To Reliance's credit, however, even its diehard critics concede that it always rewards its three-million-strong shareholders handsomely.

Naturally, the market, far from taking umbrage to the daring financial innovation, gave its thumbs up. Its popularity with investors has always been very high, so much so that it could afford to bypass financial institutions for borrowings.

A votary of disintermediation, Reliance got all the funds it needed through borrowings from the public. It also pioneered the idea of keeping new units off its balance-sheet, only to merge them with it once teething troubles were over. It has two large refineries with capacities of 27 million tonnes each.

SPLIT AND TEMPORARY TRUCE

The demise of its founder, Dhirubhai Ambani, in 2004 led to his two sons parting ways and charting their own future. The upshot was the division of spoils, resulting in two mini empires being carved out of the undivided family conglomerate, with the flagship company Reliance Industries Ltd (RIL) going to the elder son, Mukesh. Younger brother Anil got a mélange of products and services that denied him the advantages of core competence and a share in the exciting business of oil.

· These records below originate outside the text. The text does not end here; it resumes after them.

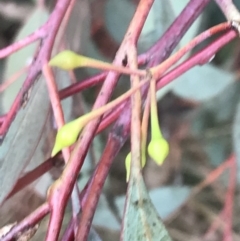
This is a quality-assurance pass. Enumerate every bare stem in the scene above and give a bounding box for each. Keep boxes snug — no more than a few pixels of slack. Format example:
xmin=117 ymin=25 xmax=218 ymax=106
xmin=215 ymin=0 xmax=240 ymax=23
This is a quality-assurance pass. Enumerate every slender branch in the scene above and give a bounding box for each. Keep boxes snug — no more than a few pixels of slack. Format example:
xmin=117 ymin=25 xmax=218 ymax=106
xmin=47 ymin=0 xmax=154 ymax=241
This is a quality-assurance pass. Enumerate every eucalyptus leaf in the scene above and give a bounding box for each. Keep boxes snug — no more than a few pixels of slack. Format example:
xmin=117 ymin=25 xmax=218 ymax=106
xmin=1 ymin=8 xmax=49 ymax=113
xmin=115 ymin=186 xmax=191 ymax=226
xmin=0 ymin=78 xmax=49 ymax=204
xmin=157 ymin=64 xmax=234 ymax=102
xmin=121 ymin=175 xmax=171 ymax=241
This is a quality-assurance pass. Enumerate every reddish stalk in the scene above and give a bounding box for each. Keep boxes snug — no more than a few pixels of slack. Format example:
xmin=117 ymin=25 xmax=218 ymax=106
xmin=46 ymin=1 xmax=154 ymax=241
xmin=0 ymin=0 xmax=71 ymax=138
xmin=0 ymin=66 xmax=29 ymax=93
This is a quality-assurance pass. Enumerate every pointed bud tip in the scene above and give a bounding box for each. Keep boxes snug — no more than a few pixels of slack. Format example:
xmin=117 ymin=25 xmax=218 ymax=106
xmin=48 ymin=50 xmax=81 ymax=70
xmin=148 ymin=138 xmax=169 ymax=165
xmin=51 ymin=143 xmax=62 ymax=157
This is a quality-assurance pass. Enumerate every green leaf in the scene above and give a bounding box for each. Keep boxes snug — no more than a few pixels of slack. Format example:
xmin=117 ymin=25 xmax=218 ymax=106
xmin=122 ymin=175 xmax=171 ymax=241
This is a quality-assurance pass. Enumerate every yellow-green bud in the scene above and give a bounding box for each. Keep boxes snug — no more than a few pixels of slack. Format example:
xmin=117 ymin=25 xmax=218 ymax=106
xmin=49 ymin=50 xmax=89 ymax=70
xmin=148 ymin=138 xmax=169 ymax=165
xmin=51 ymin=119 xmax=82 ymax=157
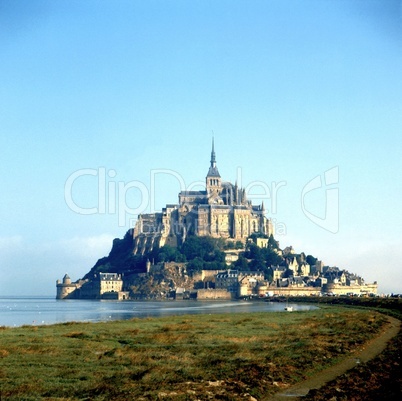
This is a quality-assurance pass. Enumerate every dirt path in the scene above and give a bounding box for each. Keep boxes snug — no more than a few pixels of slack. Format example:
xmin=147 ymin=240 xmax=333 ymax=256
xmin=265 ymin=317 xmax=401 ymax=401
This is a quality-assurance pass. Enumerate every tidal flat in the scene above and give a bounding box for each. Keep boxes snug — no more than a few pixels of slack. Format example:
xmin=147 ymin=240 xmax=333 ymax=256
xmin=0 ymin=306 xmax=387 ymax=400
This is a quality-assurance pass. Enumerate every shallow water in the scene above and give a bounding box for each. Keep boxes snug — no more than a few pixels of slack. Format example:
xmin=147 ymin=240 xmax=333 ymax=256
xmin=0 ymin=297 xmax=316 ymax=326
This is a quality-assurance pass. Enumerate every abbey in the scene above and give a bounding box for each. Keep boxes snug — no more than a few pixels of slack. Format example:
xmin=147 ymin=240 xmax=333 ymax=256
xmin=133 ymin=140 xmax=273 ymax=254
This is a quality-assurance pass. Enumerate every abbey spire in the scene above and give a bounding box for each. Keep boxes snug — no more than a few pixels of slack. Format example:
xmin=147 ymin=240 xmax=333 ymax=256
xmin=207 ymin=138 xmax=221 ymax=178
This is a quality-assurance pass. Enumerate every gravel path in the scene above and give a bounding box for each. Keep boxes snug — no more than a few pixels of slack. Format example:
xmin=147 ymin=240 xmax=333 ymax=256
xmin=265 ymin=317 xmax=401 ymax=401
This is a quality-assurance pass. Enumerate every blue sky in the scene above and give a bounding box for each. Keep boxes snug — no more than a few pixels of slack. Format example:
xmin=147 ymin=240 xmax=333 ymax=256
xmin=0 ymin=0 xmax=402 ymax=295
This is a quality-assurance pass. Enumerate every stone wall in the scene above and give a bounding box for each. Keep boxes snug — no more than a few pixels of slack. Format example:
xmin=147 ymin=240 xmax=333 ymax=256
xmin=197 ymin=288 xmax=235 ymax=300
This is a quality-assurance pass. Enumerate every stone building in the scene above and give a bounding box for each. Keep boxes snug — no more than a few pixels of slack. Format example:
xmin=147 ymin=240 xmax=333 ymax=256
xmin=133 ymin=142 xmax=273 ymax=254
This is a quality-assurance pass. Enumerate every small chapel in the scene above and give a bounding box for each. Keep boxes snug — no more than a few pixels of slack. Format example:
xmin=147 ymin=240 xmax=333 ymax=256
xmin=133 ymin=139 xmax=273 ymax=254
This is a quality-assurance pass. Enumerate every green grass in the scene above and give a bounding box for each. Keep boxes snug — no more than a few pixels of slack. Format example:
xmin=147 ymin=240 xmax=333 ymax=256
xmin=0 ymin=307 xmax=385 ymax=400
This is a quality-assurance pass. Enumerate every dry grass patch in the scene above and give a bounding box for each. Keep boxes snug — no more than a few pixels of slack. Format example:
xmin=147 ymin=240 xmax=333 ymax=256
xmin=0 ymin=307 xmax=390 ymax=401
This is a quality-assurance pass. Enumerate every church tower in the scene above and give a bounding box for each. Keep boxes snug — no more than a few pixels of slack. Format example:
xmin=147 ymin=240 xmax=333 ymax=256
xmin=206 ymin=138 xmax=222 ymax=203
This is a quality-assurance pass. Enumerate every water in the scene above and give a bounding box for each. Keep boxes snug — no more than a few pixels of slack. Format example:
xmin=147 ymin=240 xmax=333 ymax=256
xmin=0 ymin=297 xmax=316 ymax=327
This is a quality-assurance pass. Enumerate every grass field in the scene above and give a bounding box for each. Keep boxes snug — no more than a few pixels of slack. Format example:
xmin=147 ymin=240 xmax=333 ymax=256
xmin=0 ymin=306 xmax=386 ymax=400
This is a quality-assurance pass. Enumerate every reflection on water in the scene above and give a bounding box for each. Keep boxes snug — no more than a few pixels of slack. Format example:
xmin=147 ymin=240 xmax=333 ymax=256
xmin=0 ymin=297 xmax=316 ymax=326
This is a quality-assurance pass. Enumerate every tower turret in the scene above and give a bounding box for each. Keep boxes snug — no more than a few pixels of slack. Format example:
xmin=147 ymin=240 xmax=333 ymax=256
xmin=206 ymin=138 xmax=222 ymax=203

The truce, earlier brokered by their mother, was founded on a few delusions:

The family agreement would have the effect of binding their respective companies;

The non-compete agreement, a corollary to, and a sub-set of, the family settlement is sacrosanct and fool-proof; and
Disentangling of cross-holdings in the companies appropriated by the brothers amounted to demerger.

PATCH-UP THAT FAILED

It was apparent that the truce was fragile. To take the last point first, demerger can happen only when a product or service division is spun off into a separate company, which admittedly was not the case inasmuch as the energy and telecom divisions, for example, were not arms of RIL but standalone companies.

It is amazing that everyone including the regulators could have been taken in by the claim that disentangling of cross-holding amounted to demerger.

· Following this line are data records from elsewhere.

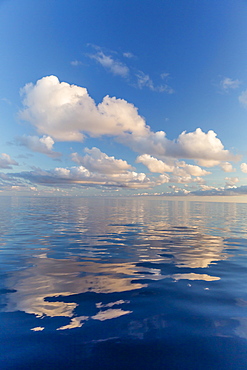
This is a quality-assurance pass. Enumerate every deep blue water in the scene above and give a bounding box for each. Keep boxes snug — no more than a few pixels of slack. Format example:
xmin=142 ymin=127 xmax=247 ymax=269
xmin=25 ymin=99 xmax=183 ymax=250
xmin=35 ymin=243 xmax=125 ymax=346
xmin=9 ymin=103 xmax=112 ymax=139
xmin=0 ymin=197 xmax=247 ymax=370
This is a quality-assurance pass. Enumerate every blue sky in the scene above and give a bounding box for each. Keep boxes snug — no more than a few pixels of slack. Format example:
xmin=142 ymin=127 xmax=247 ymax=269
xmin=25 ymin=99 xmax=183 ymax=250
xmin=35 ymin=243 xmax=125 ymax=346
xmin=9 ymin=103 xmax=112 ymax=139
xmin=0 ymin=0 xmax=247 ymax=196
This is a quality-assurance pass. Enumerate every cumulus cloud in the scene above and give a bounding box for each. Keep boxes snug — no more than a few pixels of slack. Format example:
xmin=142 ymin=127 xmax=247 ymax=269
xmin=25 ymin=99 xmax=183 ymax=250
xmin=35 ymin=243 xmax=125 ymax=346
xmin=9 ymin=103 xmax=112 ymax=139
xmin=220 ymin=77 xmax=241 ymax=91
xmin=123 ymin=51 xmax=135 ymax=59
xmin=71 ymin=147 xmax=132 ymax=174
xmin=136 ymin=154 xmax=211 ymax=177
xmin=127 ymin=128 xmax=239 ymax=167
xmin=240 ymin=163 xmax=247 ymax=173
xmin=20 ymin=76 xmax=239 ymax=167
xmin=16 ymin=135 xmax=61 ymax=158
xmin=220 ymin=162 xmax=236 ymax=172
xmin=70 ymin=60 xmax=82 ymax=67
xmin=136 ymin=154 xmax=174 ymax=173
xmin=11 ymin=166 xmax=169 ymax=189
xmin=20 ymin=76 xmax=148 ymax=141
xmin=0 ymin=153 xmax=18 ymax=169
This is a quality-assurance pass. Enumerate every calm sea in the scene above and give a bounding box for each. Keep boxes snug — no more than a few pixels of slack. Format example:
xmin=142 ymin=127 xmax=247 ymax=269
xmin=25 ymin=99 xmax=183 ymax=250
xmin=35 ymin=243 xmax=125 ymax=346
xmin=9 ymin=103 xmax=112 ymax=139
xmin=0 ymin=197 xmax=247 ymax=370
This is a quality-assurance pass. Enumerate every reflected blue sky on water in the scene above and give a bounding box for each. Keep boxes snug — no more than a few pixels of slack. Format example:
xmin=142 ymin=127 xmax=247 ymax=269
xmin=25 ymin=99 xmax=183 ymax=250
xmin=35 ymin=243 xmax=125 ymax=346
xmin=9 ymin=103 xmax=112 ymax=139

Of course, the grand delusion paid off in the form of tax benefits intended for corporatisation of the divisions.
The Supreme Court disabused the first aspect of the agreement recently when it held that a family agreement cannot be made binding on the companies controlled by the parties to the agreement unless ratified by the companies concerned.

It now appears that the family settlement was crafted more with heart than with mind as if to make post-haste amends for shutting out the younger sibling from the oil scene, and instead guaranteeing the companies under his stable a concessional price for gas from RIL.

The second assumption that non-compete agreements are sacrosanct and foolproof had surprised many who knew that such agreements often were complied more in breach. Entrepreneurs get around the restrictions by setting up layers of investment companies.

It is just as well that wisdom has dawned on the Ambani brothers, who have agreed to smoke the peace pipe and scrap the non-compete agreements, except for gas-based power production.

BENEFITS OF UNITY

Dhirubhai Ambani must be smiling wherever he is at the latest turn of events. They herald the possibility of the estranged brothers coming together again and in the process merging the companies belonging to them under the banner of RIL, which would catapult it further up in the Fortune 500 list.

Even if they remain standalone companies but amenable to control by a family investment vehicle, as in the case of the Tatas and Birlas —Tata Sons Ltd and Pilani Investment respectively — it would serve the purpose of consolidation.